MobileRead Forums - View Single Post - ALERT: Potential Issues with Sigil 2.2.X and rtl languages and Normalization Forms

democrite · 06-28-2024, 03:31 PM

Kevin,

Thank you very much for taking the time to be very helpful and also for really trying to consider all viewpoints and thoroughly think through the issue. Such is quite rare.

My issue is with characters that have multiple diacritics. I had attached a file in my previous message. One character in question is in a recent EPUB using the pinyin term nǚ.

After converting to NFC, that I can tell, there is no way to return to the character as entered. Some are concerned with data preservation, and want the original representation. That I can tell, after conversion to NFC, there is no way to search for that character as entered by typing it in again. Such would also be true, perhaps for other cases too, with possibly numerous or any other editor, current or future.

I am aware of the BBEdit command. There is also one to decompose unicode. There is also an expert preference to precompose Unicode when pasting. Yet that I can tell, none help for that specific issue.

Not everyone is going to eternally exclusively use Sigil for their editing. Sigil might not be around forever. Someone may use other editors. I use BBEdit.

Looking around, there seems to be a tendancy to not want to automatically convert text. From what I recall, JetBrains at one point automatically converted text to NFC, and some user complained through a bug report with others also sharing the same sentiment, so they backed out of it.

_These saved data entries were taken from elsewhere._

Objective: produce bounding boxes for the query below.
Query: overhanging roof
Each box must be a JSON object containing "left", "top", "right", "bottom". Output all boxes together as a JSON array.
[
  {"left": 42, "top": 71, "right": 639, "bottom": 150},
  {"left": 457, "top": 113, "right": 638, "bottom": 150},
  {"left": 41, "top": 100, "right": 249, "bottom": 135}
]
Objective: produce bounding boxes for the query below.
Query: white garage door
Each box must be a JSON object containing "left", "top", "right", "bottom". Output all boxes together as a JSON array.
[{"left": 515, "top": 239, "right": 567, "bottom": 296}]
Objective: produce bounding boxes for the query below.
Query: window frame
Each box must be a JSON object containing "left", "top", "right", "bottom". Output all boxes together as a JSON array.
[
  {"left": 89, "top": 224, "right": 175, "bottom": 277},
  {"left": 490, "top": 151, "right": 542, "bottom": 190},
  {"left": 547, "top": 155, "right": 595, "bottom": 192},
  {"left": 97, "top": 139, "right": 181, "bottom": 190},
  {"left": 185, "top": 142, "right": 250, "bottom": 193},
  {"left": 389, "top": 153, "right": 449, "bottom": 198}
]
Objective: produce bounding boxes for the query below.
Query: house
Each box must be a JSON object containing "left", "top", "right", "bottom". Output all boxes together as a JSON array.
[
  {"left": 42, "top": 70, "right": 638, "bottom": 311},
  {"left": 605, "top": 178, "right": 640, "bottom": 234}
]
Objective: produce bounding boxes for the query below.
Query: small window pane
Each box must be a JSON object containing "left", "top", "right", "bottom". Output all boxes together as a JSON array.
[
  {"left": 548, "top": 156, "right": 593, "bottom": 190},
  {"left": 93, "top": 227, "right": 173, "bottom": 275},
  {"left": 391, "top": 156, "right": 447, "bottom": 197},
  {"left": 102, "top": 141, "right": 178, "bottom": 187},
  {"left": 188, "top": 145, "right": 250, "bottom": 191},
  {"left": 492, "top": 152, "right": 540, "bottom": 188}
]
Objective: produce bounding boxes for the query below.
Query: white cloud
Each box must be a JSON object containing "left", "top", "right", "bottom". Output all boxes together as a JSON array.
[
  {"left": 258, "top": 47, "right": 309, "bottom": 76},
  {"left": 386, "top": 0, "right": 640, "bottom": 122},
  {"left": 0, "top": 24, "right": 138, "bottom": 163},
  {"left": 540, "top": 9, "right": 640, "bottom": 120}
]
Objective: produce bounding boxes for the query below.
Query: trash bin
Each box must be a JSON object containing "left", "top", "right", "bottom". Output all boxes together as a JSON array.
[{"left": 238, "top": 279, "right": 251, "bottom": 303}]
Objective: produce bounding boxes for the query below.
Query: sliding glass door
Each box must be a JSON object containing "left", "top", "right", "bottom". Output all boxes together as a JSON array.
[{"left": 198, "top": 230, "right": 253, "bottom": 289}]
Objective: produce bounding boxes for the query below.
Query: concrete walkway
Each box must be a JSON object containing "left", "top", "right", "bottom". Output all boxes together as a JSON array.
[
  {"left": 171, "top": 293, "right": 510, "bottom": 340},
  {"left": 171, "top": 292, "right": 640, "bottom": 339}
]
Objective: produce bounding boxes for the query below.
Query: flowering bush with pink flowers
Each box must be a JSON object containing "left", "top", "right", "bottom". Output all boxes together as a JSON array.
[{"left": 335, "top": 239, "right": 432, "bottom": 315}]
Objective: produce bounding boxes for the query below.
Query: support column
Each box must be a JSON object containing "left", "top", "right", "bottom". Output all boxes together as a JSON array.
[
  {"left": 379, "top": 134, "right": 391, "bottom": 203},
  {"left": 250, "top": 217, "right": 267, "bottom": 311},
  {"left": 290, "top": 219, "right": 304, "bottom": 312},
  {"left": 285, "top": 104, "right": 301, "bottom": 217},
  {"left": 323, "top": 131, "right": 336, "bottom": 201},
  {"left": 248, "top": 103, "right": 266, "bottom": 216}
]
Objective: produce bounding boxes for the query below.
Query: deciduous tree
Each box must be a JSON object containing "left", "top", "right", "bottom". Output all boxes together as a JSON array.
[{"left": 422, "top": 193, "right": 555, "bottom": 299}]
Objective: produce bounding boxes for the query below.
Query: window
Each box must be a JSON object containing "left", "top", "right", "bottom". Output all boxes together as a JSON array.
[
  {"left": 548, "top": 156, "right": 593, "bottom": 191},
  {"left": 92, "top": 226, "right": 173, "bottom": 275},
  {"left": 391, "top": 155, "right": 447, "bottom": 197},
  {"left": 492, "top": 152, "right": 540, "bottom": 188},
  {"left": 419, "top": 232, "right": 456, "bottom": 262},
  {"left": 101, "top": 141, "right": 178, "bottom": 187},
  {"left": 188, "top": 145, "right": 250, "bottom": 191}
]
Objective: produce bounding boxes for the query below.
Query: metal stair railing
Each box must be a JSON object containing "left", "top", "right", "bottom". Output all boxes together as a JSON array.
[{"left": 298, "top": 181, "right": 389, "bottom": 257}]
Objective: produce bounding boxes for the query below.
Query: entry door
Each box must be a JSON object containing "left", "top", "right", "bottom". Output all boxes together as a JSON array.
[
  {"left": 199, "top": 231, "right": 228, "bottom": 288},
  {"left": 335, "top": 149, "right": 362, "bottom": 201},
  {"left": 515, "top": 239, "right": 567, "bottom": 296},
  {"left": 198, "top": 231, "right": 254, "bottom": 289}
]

Trying to use various AI services such as Perplexity, I found various issues, many of which I'm not sure if they apply:

Quote:

normalizing ≯ [U+003E GREATER-THAN SIGN + U+0338 COMBINING LONG SOLIDUS OVERLAY] to ≯ [U+226F NOT GREATER-THAN] can corrupt XML code

Quote:

some people use compatibility characters in their content without realizing it, like ¼ [U+00BC VULGAR FRACTION ONE QUARTER] or № [U+2116 NUMERO SIGN]. Normalizing this content may affect the look or readability

From a W3C document, Normalization in HTML and CSS:

Quote:

there may sometimes be good reasons to mix normalized forms.

Quote:

You should also try to avoid automatically converting content from one normalization form to another, as it may obliterate some important code point distinctions, such as in the carefully crafted examples of világ above, or in filenames or URLs, or text included in the page from elsewhere, etc.

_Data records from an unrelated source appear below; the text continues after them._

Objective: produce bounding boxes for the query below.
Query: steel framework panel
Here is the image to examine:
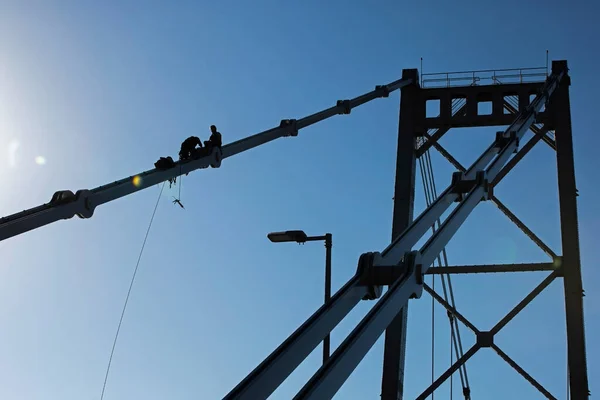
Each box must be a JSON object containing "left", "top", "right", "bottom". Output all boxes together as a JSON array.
[{"left": 411, "top": 60, "right": 589, "bottom": 399}]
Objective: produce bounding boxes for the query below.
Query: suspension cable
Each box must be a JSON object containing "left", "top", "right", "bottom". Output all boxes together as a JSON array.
[
  {"left": 424, "top": 144, "right": 471, "bottom": 397},
  {"left": 450, "top": 325, "right": 454, "bottom": 400},
  {"left": 418, "top": 97, "right": 472, "bottom": 399},
  {"left": 100, "top": 182, "right": 166, "bottom": 400},
  {"left": 419, "top": 155, "right": 436, "bottom": 398},
  {"left": 425, "top": 148, "right": 470, "bottom": 390}
]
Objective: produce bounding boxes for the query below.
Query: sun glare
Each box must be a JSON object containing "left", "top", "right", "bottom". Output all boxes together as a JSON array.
[
  {"left": 8, "top": 140, "right": 20, "bottom": 168},
  {"left": 132, "top": 175, "right": 142, "bottom": 187}
]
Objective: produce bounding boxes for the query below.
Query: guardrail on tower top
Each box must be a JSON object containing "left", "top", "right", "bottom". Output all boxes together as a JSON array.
[{"left": 421, "top": 66, "right": 548, "bottom": 88}]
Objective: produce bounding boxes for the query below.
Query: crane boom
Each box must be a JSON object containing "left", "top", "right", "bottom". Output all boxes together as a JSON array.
[{"left": 0, "top": 77, "right": 412, "bottom": 242}]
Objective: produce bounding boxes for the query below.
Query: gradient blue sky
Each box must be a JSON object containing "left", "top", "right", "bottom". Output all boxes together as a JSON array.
[{"left": 0, "top": 1, "right": 598, "bottom": 399}]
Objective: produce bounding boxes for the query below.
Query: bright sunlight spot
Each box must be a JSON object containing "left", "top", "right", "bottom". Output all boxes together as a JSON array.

The document also shows a screen shot of Dreamweaver which had a setting to either select none, NFC, or NFD.

https://www.w3.org/International/que...-normalization

if this applies or not, I'm not sure, but among other issues found, perhaps some would create EPUBs containing such content:

Quote:

Some types of linguistic analysis or text mining projects may rely on or benefit from the distinctions that normalization would eliminate. The original representation might carry valuable information for these specialized use cases.

Quote:

Not normalizing allows the text to remain in its original form as entered by users. This could potentially be beneficial in some specialized linguistic or cultural contexts where the specific Unicode representation carries meaning.

Quote:

Some historical texts or languages use variant forms of characters that cannot be accurately handled by Unicode normalization. This can result in loss of nuance or meaning when normalizing text.

quoted from a node.js document:

Quote:

What happens when the Unicode standard advances to include a slightly different normalization algorithm (as has happened in the past)?

There was also this W3C document, Unicode in XML and other Markup Languages, which seems to have been withdrawn yet may still provide useful information about possible issues.

https://www.w3.org/TR/unicode-xml/

A document I found though I haven't read it thoroughly yet seems like it might be of use, Unicode® Standard Annex #15 UNICODE NORMALIZATION FORMS:

https://unicode.org/reports/tr15/

I think it is a good idea to thoroughly continue to investigate this issue, and not go by the recommendations of a few users. As Sigil has a much lower userbase than other editors, it may be more difficult to get good feedback concerning all the possible issues.

There seemed to also be mention of reading systems and doing diacritic insensitive search. Readers, at least several, it seems handle that fine yet it seems to take more work for such, and maybe on newer faster devices it is less of an issue.

It seems that reader and perhaps others systems normalize text before search. Maybe that is a better approach, to leave source text as is, and just normalize it and the search string for search operations.

At one point, it seemed you had thought maybe it is better to leave text alone. I strongly think that should remain how it is, with commands as you suggested to convert to NFC or NFD. Plus possibly preferences for such. Any changes that you have made to support exclusively NFC, I think such is best left as a preference, maybe default or maybe not; I'm not sure.